Thursday, 11/21 @ 8:00pm
Reception to follow
Friday, 11/22 @ 2:35pm
Wege Auditorium (TCL 123).
Kathi Fisler ’91 survived her early attempts to learn computing through the patience and support of the Williams CS faculty. She headed to graduate school after being overwhelmed at a summer internship interview and never looked back (though she still misses the purple mountains). She is currently a Professor (Research) of Computer Science at Brown University and co-director of Bootstrap (a national K-12 outreach program for integrating computing into existing classes). Her current research focuses on computing education, with an emphasis on how people reason with and about formal systems. Outside of CS, she likes a good jigsaw puzzle, a bad pun, and a nice hike.
Thursday, November 21 @ 8:00pm
“Curriculum Design as an Engineering Problem: Lessons from the Field”
New computing curricula are being created every day. Seemingly every permutation of words like “teach”, “kids”, “code”, and “CS” has been turned into an organization (or company). Technologists everywhere are either being drafted to weigh in on curricula…or are doing so anyway.
Everybody’s got an opinion or three. But in the current and foreseeable reality of computer science education in the USA (and in many other countries), what does reality look like and how can we be effective in it? Might it even be that by working with reality, we may actually get better outcomes than if we ignored it?
This talk will distill lessons from Bootstrap, one of the largest computing outreach programs in the USA.
Joint work with Emmanuel Schanzer and Shriram Krishnamurthi.
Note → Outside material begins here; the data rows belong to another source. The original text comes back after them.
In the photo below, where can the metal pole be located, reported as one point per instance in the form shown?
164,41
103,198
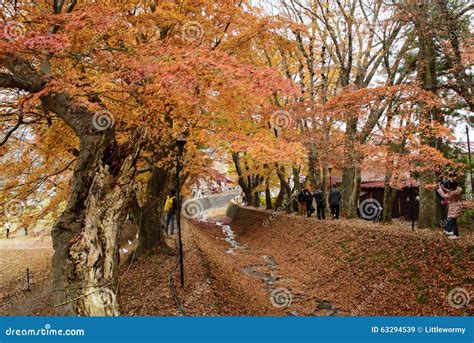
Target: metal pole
412,210
178,220
27,279
469,155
Friday, November 22 @ 2:35pm
“In Defense of Little Code”
Big Code is all the rage. IDE builders and people who know static analysis see a wealth of opportunity to generate data to study how people program. What better way to identify coders’ skills and confusions than to harvest their IDE interactions, compilation attempts, error messages, and code evolution within and across assignments? Won’t this also revolutionize programming education? Unfortunately, this tool-builder’s dream often leaves instructors without essential information: why are students doing what they do? Unpacking this requires understanding students’ design choices in focused contexts, using Little Code and qualitative methods.
This talk will present several studies on how students learn program design through Big and Little Data about Big and Little Code. We’ll discuss how students choose program structure, how language choice interacts with program structure, and what misconceptions students have about semantics. We’ll also discuss possible implications of machine learning for K-12 and introductory college CS education. The talk aims to raise appreciation and questions about balancing the Big and the Little for improving programming education at many levels.